Every GymDog on the vault lineup competes with a Yurchenko variation, with the exception of sophomore Abbey Ward.

With vault as her specialty, Ward showcases a unique skill in the event, the Tsukahara full, commonly shortened to the Tsuk. It’s comprised of a roundoff on the vault and a flip variation before sticking the landing.

Ward is one of the only gymnasts that executes a Tsuk currently in the NCAA, as it’s predominantly used in men’s gymnastics.

The rarity of the Tsuk is a double-edged sword in the NCAA. Since few gymnasts use it as their vault skill, judges don’t get the experience of scoring them as much as the common Yurchenko vault, which is a factor Ward believes has a slight impact on the scores she’s awarded.

“It may be a little bit of a disadvantage, but it's also just refreshing that the judges get to see something different,” Ward said. “I'm a little bit unique versus some other girls.”
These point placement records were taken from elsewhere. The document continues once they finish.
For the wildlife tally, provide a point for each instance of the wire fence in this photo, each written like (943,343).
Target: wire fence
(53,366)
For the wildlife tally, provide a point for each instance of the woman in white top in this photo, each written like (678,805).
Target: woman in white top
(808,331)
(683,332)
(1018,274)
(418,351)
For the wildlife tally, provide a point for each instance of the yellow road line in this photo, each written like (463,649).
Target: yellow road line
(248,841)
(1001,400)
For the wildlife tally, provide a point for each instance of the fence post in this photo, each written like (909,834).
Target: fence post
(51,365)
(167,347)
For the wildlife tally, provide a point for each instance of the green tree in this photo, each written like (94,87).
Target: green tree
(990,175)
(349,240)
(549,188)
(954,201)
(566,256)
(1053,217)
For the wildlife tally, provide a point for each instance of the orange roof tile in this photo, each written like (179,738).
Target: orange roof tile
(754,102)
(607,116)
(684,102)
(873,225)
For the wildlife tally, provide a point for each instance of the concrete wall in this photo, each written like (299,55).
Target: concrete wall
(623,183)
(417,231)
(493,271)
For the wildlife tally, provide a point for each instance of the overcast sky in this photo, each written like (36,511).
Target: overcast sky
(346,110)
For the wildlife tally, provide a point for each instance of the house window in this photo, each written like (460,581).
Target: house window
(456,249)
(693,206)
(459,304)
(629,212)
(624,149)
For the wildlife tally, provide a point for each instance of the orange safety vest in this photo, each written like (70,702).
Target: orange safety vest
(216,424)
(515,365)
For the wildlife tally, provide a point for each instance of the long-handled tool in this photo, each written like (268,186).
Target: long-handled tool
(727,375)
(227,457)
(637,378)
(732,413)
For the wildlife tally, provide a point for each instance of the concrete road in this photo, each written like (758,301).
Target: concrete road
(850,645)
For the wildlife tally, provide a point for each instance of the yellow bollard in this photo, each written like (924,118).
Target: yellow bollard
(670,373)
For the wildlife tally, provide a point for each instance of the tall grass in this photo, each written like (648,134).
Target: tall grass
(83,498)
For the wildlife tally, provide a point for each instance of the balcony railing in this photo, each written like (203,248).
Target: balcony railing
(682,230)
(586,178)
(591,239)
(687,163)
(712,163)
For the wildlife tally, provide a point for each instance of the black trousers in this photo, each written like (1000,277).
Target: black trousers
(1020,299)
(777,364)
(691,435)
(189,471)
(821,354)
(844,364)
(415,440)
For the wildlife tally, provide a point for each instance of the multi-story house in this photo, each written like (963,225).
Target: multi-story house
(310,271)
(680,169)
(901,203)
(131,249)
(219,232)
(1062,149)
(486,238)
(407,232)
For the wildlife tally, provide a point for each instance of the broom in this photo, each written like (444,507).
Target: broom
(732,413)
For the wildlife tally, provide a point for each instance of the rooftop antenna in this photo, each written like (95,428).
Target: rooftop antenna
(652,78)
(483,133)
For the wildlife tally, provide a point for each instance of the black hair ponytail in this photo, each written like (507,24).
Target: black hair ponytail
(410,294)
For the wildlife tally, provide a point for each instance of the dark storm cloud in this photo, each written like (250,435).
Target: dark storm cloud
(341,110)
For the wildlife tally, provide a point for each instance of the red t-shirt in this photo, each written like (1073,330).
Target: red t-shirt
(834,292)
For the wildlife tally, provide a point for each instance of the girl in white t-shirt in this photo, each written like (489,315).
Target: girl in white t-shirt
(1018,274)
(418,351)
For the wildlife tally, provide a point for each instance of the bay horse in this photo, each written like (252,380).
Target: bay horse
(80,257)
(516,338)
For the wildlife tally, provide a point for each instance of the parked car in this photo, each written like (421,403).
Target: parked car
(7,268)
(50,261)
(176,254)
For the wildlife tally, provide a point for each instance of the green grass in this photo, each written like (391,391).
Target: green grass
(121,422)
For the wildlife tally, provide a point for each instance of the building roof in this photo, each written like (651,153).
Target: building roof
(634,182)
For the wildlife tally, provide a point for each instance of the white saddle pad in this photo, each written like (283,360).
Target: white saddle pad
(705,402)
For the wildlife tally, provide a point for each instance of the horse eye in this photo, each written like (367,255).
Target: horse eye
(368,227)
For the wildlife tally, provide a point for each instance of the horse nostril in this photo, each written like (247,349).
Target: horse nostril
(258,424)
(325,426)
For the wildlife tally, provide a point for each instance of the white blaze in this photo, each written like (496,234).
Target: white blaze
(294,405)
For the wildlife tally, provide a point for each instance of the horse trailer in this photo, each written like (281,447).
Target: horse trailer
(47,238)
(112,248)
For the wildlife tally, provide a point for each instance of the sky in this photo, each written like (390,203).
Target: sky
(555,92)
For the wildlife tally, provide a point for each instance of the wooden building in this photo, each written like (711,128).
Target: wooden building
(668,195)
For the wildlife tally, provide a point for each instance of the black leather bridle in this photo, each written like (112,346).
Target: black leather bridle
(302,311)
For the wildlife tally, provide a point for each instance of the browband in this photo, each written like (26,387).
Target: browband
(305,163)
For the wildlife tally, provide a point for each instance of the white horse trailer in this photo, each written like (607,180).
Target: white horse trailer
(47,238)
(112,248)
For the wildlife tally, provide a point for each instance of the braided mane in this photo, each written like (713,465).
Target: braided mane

A high score on vault is helped by two factors: the height achieved from pushing off the vault and the distance cleared on the landing. While the Tsuk is an difficult vault to become proficient in — as Kupets Carter praises Ward for competing — it isn't necessarily optimized for the height and distance that certain high-scoring Yurchenkos can achieve.

Ward’s career high while performing Tsuk fulls on the vault as a GymDog is a 9.9.

As the first event completed at every home meet, the vault lineup seems to pass in the blink of an eye. But its success or shortcoming is integral to the mindset of the team progressing into the rest of the meet.

“The attitude, it's not like, ‘Oh, it's not as important,’” Ward said. “I just think it's very important to just like start the meet off right and strong.”